Этот лес очень опасен, но люди в нем бывают часто. Всюду следы кострищ, тропинки, консервные банки. Железная будка на ближайшей станции электрички Петербург-Тихвин пестрит процарапанными надписями: «Здесь был Вова-Гитлер. Взяли три блиндажа», «Братва, мы нашли такое!», «Есть знаки. Стрелка там же». Это пишут черные следопыты, трофейщики, падалыцики: сами себя они называют по-разному. Это они живут в этом лесу неделями, оставляя после себя пластиковые бутылки из-под спирта, свежие воронки и горы вынутой ими земли из блиндажей и окопов.

После войны этот лес уже убирали. Трофейные воинские команды прошлись редкой цепью, скидывая найденное оружие в черные провалы блиндажей, откуда тянуло нехорошим духом, кидали следом противотанковую гранату и уходили. Проезжих дорог здесь никогда не было, зато всегда было много болот, ручьев, оврагов.

Сегодня лес, точнее то, что упокоилось в нем, стал средством выживания для многих и многих отчаянных людей. Найденную во мху немецкую противотанковую мину они вскрывают топором как консервную банку, обнажая взрывчатую начинку. Им отлично известно, что в немецких минах было три взрывателя — снизу, сбоку и основной сверху. Если верхний взрыватель стоит на красной черте — а краска ярка и поныне, — мину не трогают, если на синей — она безопасна.

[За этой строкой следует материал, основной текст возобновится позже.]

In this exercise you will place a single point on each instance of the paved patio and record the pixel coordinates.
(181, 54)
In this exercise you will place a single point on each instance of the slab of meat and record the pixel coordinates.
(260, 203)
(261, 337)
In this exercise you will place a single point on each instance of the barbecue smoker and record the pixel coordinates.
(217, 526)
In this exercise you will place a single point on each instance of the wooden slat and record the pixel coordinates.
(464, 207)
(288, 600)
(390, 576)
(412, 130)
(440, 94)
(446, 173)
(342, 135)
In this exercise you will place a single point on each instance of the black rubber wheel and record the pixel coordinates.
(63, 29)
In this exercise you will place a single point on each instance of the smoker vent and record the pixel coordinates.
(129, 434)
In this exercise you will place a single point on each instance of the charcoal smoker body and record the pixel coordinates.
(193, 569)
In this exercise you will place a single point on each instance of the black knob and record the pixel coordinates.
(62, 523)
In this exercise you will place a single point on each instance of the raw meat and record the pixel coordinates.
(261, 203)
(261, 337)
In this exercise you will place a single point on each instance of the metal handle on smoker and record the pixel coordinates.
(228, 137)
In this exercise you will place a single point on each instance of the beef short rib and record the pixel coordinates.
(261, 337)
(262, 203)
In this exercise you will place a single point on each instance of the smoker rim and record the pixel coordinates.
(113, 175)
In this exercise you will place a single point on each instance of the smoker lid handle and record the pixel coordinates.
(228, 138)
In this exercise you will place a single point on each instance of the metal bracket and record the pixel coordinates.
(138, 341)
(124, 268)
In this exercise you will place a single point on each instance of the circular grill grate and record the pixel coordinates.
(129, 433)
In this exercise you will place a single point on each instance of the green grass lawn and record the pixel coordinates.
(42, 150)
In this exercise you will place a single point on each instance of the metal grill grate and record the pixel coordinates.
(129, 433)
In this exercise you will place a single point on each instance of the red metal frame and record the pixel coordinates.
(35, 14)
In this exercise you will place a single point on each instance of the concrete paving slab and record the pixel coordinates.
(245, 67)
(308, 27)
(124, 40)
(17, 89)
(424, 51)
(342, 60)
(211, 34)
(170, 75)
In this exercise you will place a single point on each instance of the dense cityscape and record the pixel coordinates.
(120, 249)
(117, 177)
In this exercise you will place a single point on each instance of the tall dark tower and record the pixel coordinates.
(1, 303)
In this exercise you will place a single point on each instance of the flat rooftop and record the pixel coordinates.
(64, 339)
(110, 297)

Тогда тем же топором крошат с краю тротил и поджигают обыкновенной спичкой. Тротил нехотя горит. Все разбегаются в укрытия, и когда пламя доходит до любого взрывателя, по лесу прокатывается гулкое эхо. Минометные мины с вкрученными взрывателями, ручные гранаты обкладываются хворостом и поджигаются. Взрыв гремит минут через пятнадцать-двадцать. Судя по обилию снарядов и мин, взрывам в этих лесах греметь еще долго.

Очень часто попадаются цилиндры немецких мин-лягушек. У них давно отгнили усики, из многих высыпались стальные шарики, но тротил практически нетронут. Немцы сбрасывали эти мины с самолетов и засыпали ими практически все наши окопы. За неделю, проведенную в этих лесах, мы нашли одиннадцать скелетов наших солдат. Это были те, кто пытался пробиться к своим из Ленинграда. Лишь несколько скелетов сохранились полностью. Находят их металлоискателями, срабатывающими на гранаты в поясной сумке, на пряжку ремня, на оружие — обычную русскую трехлинейку. Они так и лежат, под листвой, как упали в 1941 году. В карманах брюк — довоенные монеты, в остатках сапог — кости ступней. Ни при одном не было посмертного медальона. Есть ложки, котелки, ножи. Кто из черных трофейщиков посовестливее — хоронят останки в безымянных неглубоких могилах. Ставят крест.